Again, the trick is still to figure out how we can use them to our child's advantage.

So, why do I tell you this? Well, this is one of the most common issues I see with parents facing phase 1 trials. Often many of the most important points are missed. This is critical because even though phase 1 trials are not designed to be therapeutic they still can provide benefit and we, as parents, must understand them well enough to evaluate them. We must understand all of the issues related to the trial design and the drugs preclinical and adult track record to make the best decision possible. This is often often complicated by the fact that our children have a very small window to start the next therapeutic option. Chances are we will never have perfect timing on any one trial. Thus, we have to be able to evaluate them quickly and prioritize them so that we can make the best choice possible. Often the chance of a particular drug or combination working in a phase 1 trial has less to do with the drugs and more to do with the timing. That is the critical determining factor. Does your child have disease that will be susceptible to the drug or combination? Is he or she eligible for the drug at a time when the drug is most likely to work. Is the drug at a dosing level where it is even expected to work? Is the trial even open when you need it or is it in a planned closure to review toxicity? This last point is one of the most overlooked. Most phase 1 trials have planned closures at the end of each dosing level to evaluate toxicity. This means that during these times no one can become part of the trial until it is reopened. Did you know that some of our most effective phase 1 trials actually spent more time being closed than open. Again, this is not because the researchers are mean and ill hearted. This is federally regulated stuff. Our investigators don't have a choice. It is simply a reality that we must interpret and determine how it effects our child.

Regardless, my point is that timing is usually a bigger issue than anything else in evaluating a phase 1 trial and in determining the likelihood of whether it will work for your child. To me, it is almost more important than the drug(s) itself(themselves).

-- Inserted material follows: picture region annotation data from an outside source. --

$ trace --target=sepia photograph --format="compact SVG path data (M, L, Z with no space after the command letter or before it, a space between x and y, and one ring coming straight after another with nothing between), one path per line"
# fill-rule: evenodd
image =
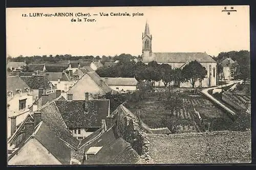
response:
M7 165L251 163L249 11L6 8Z

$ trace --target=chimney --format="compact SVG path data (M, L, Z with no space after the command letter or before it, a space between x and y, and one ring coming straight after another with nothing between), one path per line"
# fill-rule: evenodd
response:
M84 93L84 112L88 113L89 110L89 94L88 92Z
M113 117L110 116L107 116L106 119L106 130L109 129L113 125Z
M36 111L37 110L37 105L35 102L34 102L33 104L33 109L33 109L32 111Z
M106 85L109 85L108 84L108 82L109 82L109 79L108 78L105 78L105 83L106 83Z
M34 127L35 127L41 121L42 113L39 111L34 112Z
M16 131L16 116L11 117L11 136Z
M34 132L34 123L26 122L25 124L25 140L28 139Z
M42 88L38 88L38 99L41 98L42 94L44 93L44 90Z
M69 70L69 76L73 76L73 70L72 69L70 69Z
M44 94L42 95L42 106L45 105L48 102L48 94Z
M43 88L42 89L42 94L46 94L46 88Z
M99 86L100 87L102 87L102 83L103 83L102 82L103 82L103 81L102 80L100 80L99 81Z
M106 131L106 124L105 119L101 120L101 132L104 132Z
M56 98L58 98L61 94L61 90L56 90Z
M68 101L73 100L73 94L68 94Z

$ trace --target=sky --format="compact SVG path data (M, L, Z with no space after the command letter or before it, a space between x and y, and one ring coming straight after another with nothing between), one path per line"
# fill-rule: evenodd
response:
M222 52L250 51L249 7L233 7L237 11L230 15L222 12L223 6L7 8L7 56L138 56L146 20L153 52L206 52L217 56ZM22 16L62 12L73 13L73 17ZM131 16L110 16L111 12ZM77 13L90 13L89 17L78 17L96 21L71 22ZM143 16L133 17L138 13Z

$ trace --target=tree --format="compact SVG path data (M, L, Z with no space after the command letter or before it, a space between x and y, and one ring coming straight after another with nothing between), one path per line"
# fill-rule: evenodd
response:
M195 83L205 78L207 70L200 63L195 60L184 67L182 69L182 74L185 80L189 81L193 87L195 88Z
M173 69L172 72L172 80L175 82L177 83L179 87L180 83L183 82L185 81L182 71L180 68L175 68Z
M170 83L173 81L172 66L168 64L162 64L160 66L160 69L161 79L164 86L166 87L168 85L170 85Z
M239 57L236 59L236 63L231 64L230 67L231 76L234 79L241 79L245 83L250 79L250 53L247 51L238 52Z

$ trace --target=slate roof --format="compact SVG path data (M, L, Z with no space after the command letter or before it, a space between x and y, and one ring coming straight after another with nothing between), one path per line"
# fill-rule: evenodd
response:
M110 101L89 100L89 111L85 113L84 101L56 101L64 121L69 128L101 127L101 119L109 115Z
M57 81L58 79L61 79L62 81L70 81L71 78L66 72L45 72L44 73L50 81Z
M251 162L250 132L147 134L147 138L149 155L156 163Z
M25 62L14 62L10 61L7 63L6 68L18 68L26 65Z
M99 86L100 81L101 78L95 71L91 71L87 72L91 78ZM102 87L101 87L102 90L106 93L109 93L112 91L112 89L109 87L104 82L102 83Z
M70 62L69 63L71 65L71 68L78 68L79 62Z
M138 81L135 78L102 78L103 81L108 81L110 86L137 86ZM108 79L108 80L106 80Z
M155 128L151 129L151 131L154 134L171 134L172 132L170 131L168 128Z
M44 70L44 66L45 64L29 64L29 71L34 71L36 70L42 71Z
M42 75L35 75L32 76L20 77L32 89L38 89L39 88L49 88L50 86L50 80Z
M232 64L235 62L231 58L226 58L220 62L220 65L222 67L230 67Z
M143 62L155 61L158 63L185 63L197 60L199 63L216 63L204 53L152 53L152 56L143 56Z
M135 164L139 156L131 144L117 135L111 128L92 143L86 145L85 152L91 147L102 147L94 158L84 161L84 164Z
M35 131L34 137L62 164L69 164L70 149L41 122Z
M26 92L26 88L29 88L30 87L19 77L11 76L6 78L6 90L7 91L12 91L13 95L19 93L17 89L20 89L22 92Z
M65 64L58 65L58 63L54 65L46 64L46 69L47 71L52 72L62 72L68 68L68 67L69 64L68 63L66 65Z
M7 72L7 76L32 76L34 72Z
M104 64L104 66L110 67L112 67L113 66L115 66L115 65L117 65L117 64L118 64L118 63L115 63L114 62L106 62Z
M54 133L60 139L74 148L77 148L79 141L68 130L61 114L57 107L55 101L45 105L38 110L41 112L41 119Z

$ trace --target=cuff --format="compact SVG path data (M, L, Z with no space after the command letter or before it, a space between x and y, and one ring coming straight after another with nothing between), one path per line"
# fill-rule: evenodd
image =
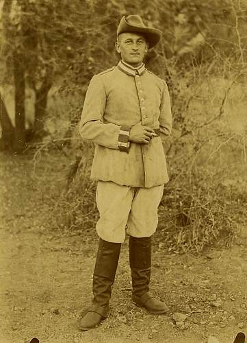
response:
M120 151L129 152L130 142L129 141L131 126L120 126L118 139L118 146Z

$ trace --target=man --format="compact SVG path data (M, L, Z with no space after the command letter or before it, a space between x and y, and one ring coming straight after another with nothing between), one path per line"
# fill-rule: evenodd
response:
M151 314L169 309L149 292L151 236L168 181L162 140L170 133L171 111L166 82L145 69L143 59L160 36L160 31L146 27L140 16L123 16L116 43L121 60L92 78L85 98L79 131L96 145L91 177L98 181L100 238L92 304L78 322L82 331L108 316L126 232L132 301Z

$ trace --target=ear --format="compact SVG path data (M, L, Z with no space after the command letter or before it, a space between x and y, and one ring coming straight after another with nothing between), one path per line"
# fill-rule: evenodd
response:
M118 51L118 54L120 54L121 52L121 49L120 49L120 44L119 44L119 42L118 42L118 40L116 42L115 42L115 48L116 48L116 50Z

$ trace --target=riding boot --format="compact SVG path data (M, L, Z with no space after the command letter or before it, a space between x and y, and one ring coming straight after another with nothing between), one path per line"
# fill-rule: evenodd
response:
M129 264L132 279L132 301L154 314L169 311L165 303L149 292L151 273L151 237L129 236Z
M91 307L78 321L78 327L81 331L94 329L108 316L112 286L115 280L120 248L120 243L112 243L99 239L93 274L94 297Z

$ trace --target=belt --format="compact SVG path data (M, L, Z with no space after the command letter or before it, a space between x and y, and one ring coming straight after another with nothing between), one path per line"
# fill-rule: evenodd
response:
M154 129L154 132L155 132L155 135L153 135L153 138L154 138L154 137L159 137L159 129Z

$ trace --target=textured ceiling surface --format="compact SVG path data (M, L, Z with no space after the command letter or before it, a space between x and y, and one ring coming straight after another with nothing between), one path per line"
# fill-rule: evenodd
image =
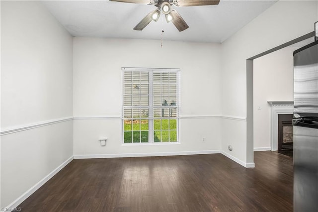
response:
M43 1L55 18L75 36L221 43L276 0L221 0L217 5L172 7L189 28L179 32L161 15L142 31L133 28L150 11L152 5L108 0Z

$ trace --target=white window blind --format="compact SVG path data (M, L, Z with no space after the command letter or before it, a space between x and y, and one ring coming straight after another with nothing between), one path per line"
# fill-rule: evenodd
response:
M124 143L178 142L179 70L122 70Z

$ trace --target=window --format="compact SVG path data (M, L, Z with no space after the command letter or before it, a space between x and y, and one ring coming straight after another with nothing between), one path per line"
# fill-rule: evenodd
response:
M122 70L124 143L178 142L179 70Z

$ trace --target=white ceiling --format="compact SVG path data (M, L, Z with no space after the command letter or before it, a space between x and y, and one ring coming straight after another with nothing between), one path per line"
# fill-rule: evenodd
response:
M154 5L108 0L43 2L75 36L159 40L163 29L164 40L221 43L276 1L221 0L217 5L176 7L189 26L181 32L162 17L142 31L134 30L146 15L157 8Z

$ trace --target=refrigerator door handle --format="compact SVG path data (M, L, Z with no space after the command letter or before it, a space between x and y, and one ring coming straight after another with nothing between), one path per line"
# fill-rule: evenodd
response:
M293 125L318 129L318 121L304 119L293 119Z

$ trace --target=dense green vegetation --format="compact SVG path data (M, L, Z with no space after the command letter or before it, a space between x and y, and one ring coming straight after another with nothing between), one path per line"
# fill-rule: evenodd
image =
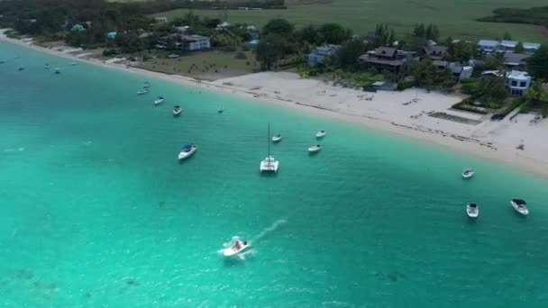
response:
M478 19L479 22L525 23L548 27L548 6L523 8L498 8L493 15Z
M531 7L546 5L545 0L307 0L286 1L285 10L228 11L226 16L231 23L247 23L261 27L273 18L284 18L296 28L308 24L319 26L334 22L344 28L352 29L361 36L374 31L376 24L388 24L396 34L402 37L411 32L417 23L436 24L442 38L452 36L460 40L494 39L507 30L514 39L522 41L548 43L548 36L538 27L526 24L505 24L480 23L477 19L489 15L498 7ZM182 16L188 10L172 10L155 15L174 18ZM222 18L224 12L197 10L200 16Z

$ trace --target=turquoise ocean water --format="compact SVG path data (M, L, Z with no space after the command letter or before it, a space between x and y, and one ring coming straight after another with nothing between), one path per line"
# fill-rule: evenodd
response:
M142 76L5 42L0 59L0 306L548 303L544 179L203 88L150 79L138 96ZM274 177L259 174L268 122ZM245 259L218 253L235 235Z

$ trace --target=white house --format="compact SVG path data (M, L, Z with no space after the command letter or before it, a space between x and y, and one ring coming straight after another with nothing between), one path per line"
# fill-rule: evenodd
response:
M500 77L500 72L498 70L486 70L481 75ZM531 86L531 76L527 72L512 70L507 72L504 84L511 95L521 96Z
M536 50L541 48L541 44L539 43L532 43L532 42L524 42L524 50L525 53L534 54Z
M185 35L183 36L185 41L185 47L190 50L201 50L211 48L211 41L209 38L202 35Z
M154 23L158 24L168 23L168 17L154 17Z
M517 44L519 44L519 41L517 41L502 40L498 44L498 50L502 52L514 52L514 50L516 49L516 46L517 46Z
M494 52L498 47L498 41L480 40L478 42L478 51Z
M531 76L527 72L513 70L507 74L505 84L510 91L511 95L521 96L531 86Z

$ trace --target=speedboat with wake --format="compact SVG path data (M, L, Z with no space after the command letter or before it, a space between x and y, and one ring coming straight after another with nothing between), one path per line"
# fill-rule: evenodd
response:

So I could write a series of entries about phase 1 trials. As many of you know this is one of my biggest areas of interest. I have advocated for years for better (more therapeutic) phase 1 trials. Through this process I have learned a ton. I now have a pretty good understanding of the issues from both sides. It is from this perspective that I have learned that while it is nice to advocate for better trials, drugs, and designs it is also important that parents really know how to deal with and interpret the options that are before them now.

Over the next few weeks I will be writing several articles on this topic. It is too complex to discuss in one simple entry. After all, I have just spent a page talking about the issues of phase 1 trials and I haven't even begun to mention their structures which are another important aspect of judging the appropriateness of their timing.

So, for a bit, you will have to put up with reading my technical dribble. The good news is that, by the end, I promise you will know exactly what to ask and how to evaluate the appropriateness of any phase 1 trial. You will be equipped to find the absolute best answer for your child in a world that seems full of a bunch of half-baked questions.

Think of it as your own personal purpose gun.